105,説得
アンは一歩ずつリエルに向かって進んでいき、そして手が触れる距離まできた。
リエルはずっと、近づくなと言い続けている。
アンはそんなリエルを力いっぱい抱きしめた。
「だからどうして近づいちゃダメなの?」
「オレに近づくと不幸になるからだ!!
お前も…ウェアみたいに…」
リエルはアンの体を必死に引き剥がそうとかするが、寝起きで弱ったリエルの素の体では引き剥がせなかった。
「なんで?」
「なんでって…みんなそうだったから…」
「みんな?
みんなって誰?」
「えっ…」
そしてリエルはまた小さくブツブツ言った後に大きな声で言う。
「とにかくだ!
とにかくオレの側にいる人はみんな不幸になっちまうんだよ!
だからお前もオレから離れろ!!」
「私はリエルと一緒にいないと不幸になっちゃうよ!」
「…は?」
「そのままの意味だよ。
昔からずっとリエルとウェアと一緒にいたけど、2人のいない生活なんて考えられないくらい毎日が楽しかった。

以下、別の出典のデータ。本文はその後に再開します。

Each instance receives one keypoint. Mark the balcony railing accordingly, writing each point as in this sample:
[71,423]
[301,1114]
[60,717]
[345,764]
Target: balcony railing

それなのに、ウェアだけじゃなくて…リエルまでどっか行っちゃったら……私…」
「オレと一緒にいたら死ぬんだぞ?」
リエルの声は先程までの勢いは無くなっていて細くなっていた。
「リエルといれなかったら、私勝手に死んじゃうかもよ、」
アンの目は涙で覆われていた。
そしてリエルの頭の中では、どうやってアンを死なせないかを考えていた。しかしそれは、次のアンの言葉により払われる。
「だからさ、リエルが私を守ってよ。」
「…え?」
「リエルは私を死なせたくないんでしょ?
だったらリエルが私を守って、
誰がどこから私を殺しにきても大丈夫なようにさ。」
「いや…だから……」
「また、オレと一緒にいたら不幸になる、とか言い出す?
大丈夫だよ。さっきも言ったけど、リエルといたら私幸せだからさ。
それにさ、もしリエルと一緒にいて私が死んじゃったとしても、リエルの側で死ねるんなら幸せだよ。」
「…お前が死んだら、オレは悲しいぞ…」
アンはとびきりの笑顔でリエルに答える。
「あんたの幸せとかどうでもいいの、私の幸せ優先してくれるんじゃなかったの?
あと、それが嫌なら、私を全力で守ってね。
私が側にいる限り、絶対に幸せにしてあげる。」
それを聞いたリエルは少し吹き出した。
「むかしっから変わらないなお前は、
分かった。残りの人生全てかけてお前を守ってやる。」
リエルが初めて抱きしめ返した。